Big old Sam. Sam Allardyce tem mais 20 anos do que Conceição e, ele sim, reconheceu ontem que é velho. “Posso ter 68 anos, ser velho, mas não vejo ninguém à minha frente em termos de futebol. Nem Pep [Guardiola], nem Klopp, nem Arteta”, disse o novo treinador do Leeds United no dia em que assumiu o clube, em vez de Javi Gracia, a quatro jogos do fim da época, sendo que três deles serão contra equipas que estão neste momento em lugares europeus. A luta para evitar a descida de divisão vai ser complicada e muito provavelmente malsucedida – mas a verdade é que eu escreveria o mesmo com o espanhol aos comandos. O bluff do Big Old Sam pode parecer ridículo, porque é claro que o cérebro futebolístico dos treinadores mais conceituados da Premier League está umas léguas valentes à frente do dele, mas será neste momento a única forma que ele encontra de dar a volta à situação e arrebanhar os dois milhões de libras que Radrizzani lhe prometeu caso consiga a salvação. É o equivalente ao “Vamos a eles que nem Tarzões” que foi celebrizado por Fernando Cabrita na década de 80. O que é um elogio para o antigo treinador algarvio, que teria feito 100 anos esta semana se ainda estivesse entre nós. Ele sim, era um precursor.

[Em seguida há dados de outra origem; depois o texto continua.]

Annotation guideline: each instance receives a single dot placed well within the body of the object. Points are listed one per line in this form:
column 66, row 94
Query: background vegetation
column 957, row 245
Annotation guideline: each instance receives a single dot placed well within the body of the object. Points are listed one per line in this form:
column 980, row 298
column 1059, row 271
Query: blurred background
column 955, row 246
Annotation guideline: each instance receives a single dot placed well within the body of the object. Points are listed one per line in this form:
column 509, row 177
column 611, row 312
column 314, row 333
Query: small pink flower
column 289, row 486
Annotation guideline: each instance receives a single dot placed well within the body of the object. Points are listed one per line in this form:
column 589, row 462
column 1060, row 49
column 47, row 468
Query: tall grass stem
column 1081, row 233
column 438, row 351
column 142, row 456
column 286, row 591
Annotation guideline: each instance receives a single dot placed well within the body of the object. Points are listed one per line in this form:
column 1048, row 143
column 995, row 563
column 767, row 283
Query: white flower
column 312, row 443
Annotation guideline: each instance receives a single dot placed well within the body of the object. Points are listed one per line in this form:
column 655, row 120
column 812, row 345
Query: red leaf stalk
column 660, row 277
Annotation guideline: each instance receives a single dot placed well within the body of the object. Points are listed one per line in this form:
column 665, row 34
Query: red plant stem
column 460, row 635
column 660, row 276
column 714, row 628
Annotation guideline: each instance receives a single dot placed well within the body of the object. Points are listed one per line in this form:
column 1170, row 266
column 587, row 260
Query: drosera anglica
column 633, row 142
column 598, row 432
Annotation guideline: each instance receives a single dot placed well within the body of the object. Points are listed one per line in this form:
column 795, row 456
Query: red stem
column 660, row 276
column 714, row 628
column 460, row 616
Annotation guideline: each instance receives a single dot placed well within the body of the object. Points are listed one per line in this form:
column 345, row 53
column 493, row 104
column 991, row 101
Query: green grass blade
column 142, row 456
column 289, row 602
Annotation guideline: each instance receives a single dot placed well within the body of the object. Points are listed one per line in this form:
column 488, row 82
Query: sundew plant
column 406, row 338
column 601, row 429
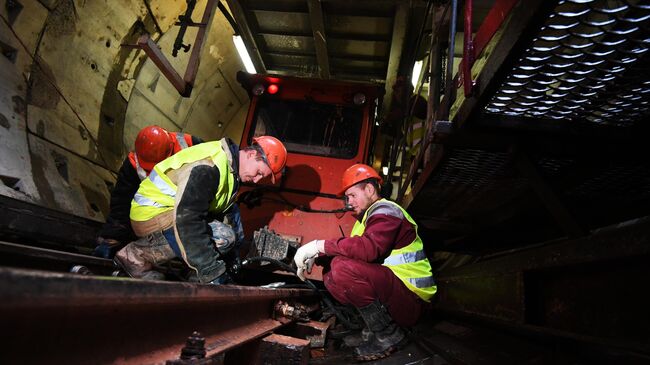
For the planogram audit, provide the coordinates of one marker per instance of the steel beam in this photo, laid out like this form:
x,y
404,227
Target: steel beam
x,y
246,33
584,290
320,39
195,57
68,319
400,27
547,196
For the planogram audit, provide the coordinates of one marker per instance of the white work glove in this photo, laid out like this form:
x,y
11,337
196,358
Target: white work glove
x,y
306,255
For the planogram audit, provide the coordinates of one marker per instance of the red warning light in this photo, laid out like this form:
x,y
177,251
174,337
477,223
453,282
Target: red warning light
x,y
272,89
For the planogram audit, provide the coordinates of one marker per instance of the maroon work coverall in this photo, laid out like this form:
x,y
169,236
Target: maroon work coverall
x,y
356,276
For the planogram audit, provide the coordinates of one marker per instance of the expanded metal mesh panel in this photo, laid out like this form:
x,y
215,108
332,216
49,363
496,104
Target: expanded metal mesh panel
x,y
589,61
472,168
470,182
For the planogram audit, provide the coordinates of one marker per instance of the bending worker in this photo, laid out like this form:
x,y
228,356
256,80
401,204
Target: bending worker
x,y
152,145
381,269
179,208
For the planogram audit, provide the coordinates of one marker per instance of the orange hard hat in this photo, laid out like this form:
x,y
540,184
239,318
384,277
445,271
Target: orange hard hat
x,y
275,154
153,145
356,174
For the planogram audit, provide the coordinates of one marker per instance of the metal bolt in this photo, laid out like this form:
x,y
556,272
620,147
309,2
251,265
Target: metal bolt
x,y
194,347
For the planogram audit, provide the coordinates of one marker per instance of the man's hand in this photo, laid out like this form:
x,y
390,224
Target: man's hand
x,y
306,255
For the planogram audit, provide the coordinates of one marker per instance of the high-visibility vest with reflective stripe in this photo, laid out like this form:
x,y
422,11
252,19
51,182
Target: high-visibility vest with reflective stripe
x,y
180,143
157,193
409,263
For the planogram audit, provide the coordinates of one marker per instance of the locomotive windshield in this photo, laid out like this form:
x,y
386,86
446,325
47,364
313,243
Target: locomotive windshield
x,y
310,128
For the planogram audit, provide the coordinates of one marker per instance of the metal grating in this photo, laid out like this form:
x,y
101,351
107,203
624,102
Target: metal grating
x,y
474,169
589,61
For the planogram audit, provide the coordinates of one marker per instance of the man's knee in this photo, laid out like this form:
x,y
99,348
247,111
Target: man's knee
x,y
223,236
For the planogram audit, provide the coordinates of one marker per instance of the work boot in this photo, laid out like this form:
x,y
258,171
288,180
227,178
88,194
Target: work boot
x,y
387,337
138,258
357,338
106,248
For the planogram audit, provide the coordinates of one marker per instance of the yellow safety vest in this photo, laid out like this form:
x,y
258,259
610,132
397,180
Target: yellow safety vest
x,y
157,192
409,263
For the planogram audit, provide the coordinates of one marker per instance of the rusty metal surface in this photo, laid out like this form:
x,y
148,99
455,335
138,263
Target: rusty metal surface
x,y
586,291
116,320
16,255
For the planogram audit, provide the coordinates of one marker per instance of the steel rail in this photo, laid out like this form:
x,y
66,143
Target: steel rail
x,y
69,319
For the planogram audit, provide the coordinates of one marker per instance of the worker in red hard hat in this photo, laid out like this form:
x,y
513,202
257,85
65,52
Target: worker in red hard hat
x,y
381,269
152,145
186,208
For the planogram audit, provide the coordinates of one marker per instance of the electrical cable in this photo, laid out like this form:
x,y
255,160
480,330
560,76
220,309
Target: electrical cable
x,y
346,322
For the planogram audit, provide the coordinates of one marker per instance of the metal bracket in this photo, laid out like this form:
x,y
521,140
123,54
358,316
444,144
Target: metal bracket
x,y
183,85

Deco, Alemany, Granovskaia... Vai ferver o mercado dos diretores desportivos neste Verão, a relançar o debate acerca de quem é que deve, afinal, mandar no mercado dos clubes. Há uma série de boas possibilidades – os treinadores, os diretores desportivos... – e uma má – os donos ou presidentes. Mateu Alemany já anunciou que vai deixar o FC Barcelona, para assinar pelo Aston Villa, e Laporta quer convidar Deco para o substituir. Fico curioso, porque são raros os casos de empresários a conseguirem fazer a ponte para o outro lado com sucesso. Mas o que mais curiosidade me motiva é mesmo o Chelsea, onde Todd Boehly ainda não superou a partida de gente como Marina Granovskaia, a Dama de Ferro que geria o mercado em nome de Abramovich. Olho para a lista hoje publicada pelo The Guardian a propósito do mercado do Chelsea neste final de época – 13 jogadores para manter, cinco em dúvida e outros 13 para vender – e não consigo perceber quem teve a culpa da desorientação que levou os novos donos a gastar mais de 600 milhões de euros para ter a equipa mais perto de descer do que de um lugar europeu. Foi porque Thomas Tuchel não quis juntar-se à task-force? Foi porque Cech e Granovskaia saíram com o antigo dono? Foi porque Graham Potter quis demais ou nem quis saber? Foi por incompetência de Laurence Stewart e Paul Winstanley, os dois co-diretores desportivos de Boehly? Foi por interferência dos novos donos, sempre ansiosos por mostrar serviço? Da identificação das razões para o fracasso pode nascer a reconstrução do Chelsea. Mas o trabalho é hercúleo.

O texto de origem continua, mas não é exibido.